Which is very tough to read. But what if we only care about our top brands, we could filter our look to give us only those with a large (over $1 Million) total revenue.

However we lose any understanding of the rest of our sales. We could however show all of our brands and show only the details for the top, lets say 10, brands and bucket the rest together as"Other."

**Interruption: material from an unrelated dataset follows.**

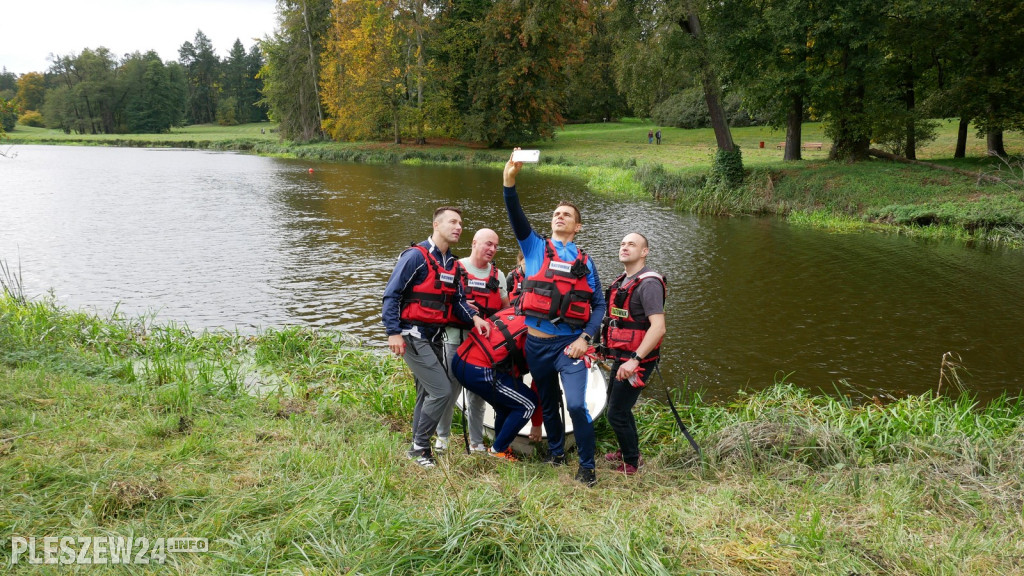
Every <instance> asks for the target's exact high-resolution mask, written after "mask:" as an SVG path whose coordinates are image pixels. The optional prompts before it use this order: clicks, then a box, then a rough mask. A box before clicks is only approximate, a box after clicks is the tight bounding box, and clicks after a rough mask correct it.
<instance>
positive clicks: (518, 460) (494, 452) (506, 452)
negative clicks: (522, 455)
mask: <svg viewBox="0 0 1024 576" xmlns="http://www.w3.org/2000/svg"><path fill="white" fill-rule="evenodd" d="M487 454H490V455H492V456H495V457H496V458H502V459H505V460H508V461H509V462H518V461H519V457H518V456H516V455H515V453H513V452H512V449H511V448H506V449H505V450H504V451H502V452H495V449H494V448H492V449H490V450H487Z"/></svg>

The following view uses a derive table to rank the brands, so that we can bucket an “other” group with the top_10_brand_name dimension. [This use case only has a date and brand requirements. In order to add other dimensions you would need a more complicated query]

 - view: top_brand

   derived_table:

    sql: |

     SELECT brand,

      RANK () OVER

      (

       ORDER BY sum(sales_revenue) DESC

      ) rank

     FROM order_details

     WHERE {% condition order_details.date %} order_details.date {% endcondition %}

     GROUP BY 1



    fields:



    - dimension: brand_name

      primary_key: true

      sql: ${TABLE}.brand_name



    - dimension: brand_rank

      sql: ${TABLE}.rank



    - measure: min_rank

      type: min

      sql: ${brand_rank}

      hidden: true



    - dimension: top_10_brand

      type: yesno

      sql: ${TABLE}.rank < 10





    - dimension: top_10_brand_name

      sql: CASE WHEN ${top_10_brand} = 'Yes' then ${brand_name} else 'Other' end

      order_by_field: min_rank

This can be joined in (or extended) to your existing orders explore (this case through the ‘items’ table:

- explore: order_details

  joins:

    - join: top_brands

      sql_on: ${order_details.brand} = ${top_brands.brand_name}

Here is the output in explore:

Or as a column chart:

Add a quick table calculation and make this a Pareto chart: (More on these coming soon)

running_total(${order_details.total_revenue})/sum(${order_details.total_revenue})

value_format in this graph is [<=1]#%;$#,“M”

Jason_Shoemaker

How do you actually add the pareto chart series and include in the graph? Thanks!

eFein

Jason,

That is just a simple running_total table calculation and divide that by the sum of the whole column:

You can use percent_0 as the format or a custom format as shown in the image.

The calculation is here:

running_total(${order_details.total_revenue})/sum(${order_details.total_revenue})

anika1

Don’t want to create a derived table for brand ranking? Consider creating a dimension which uses a subquery: Capturing “top” entities/values, using a dimension

Rich1000

I didn’t know you could do that, very nice!

duke_of_data

Not sure if anyone monitors these threads anymore but it seems like Zev’s post (https://discourse.looker.com/t/other-buckets-using-table-calculations/2419) never got transferred to the new Google Community. I’d love to see the table calc version of this.

divya_bennett

Measure min_rank references another measure brand_rank (which uses sum). This keeps giving warnings! Measure referencing a measure.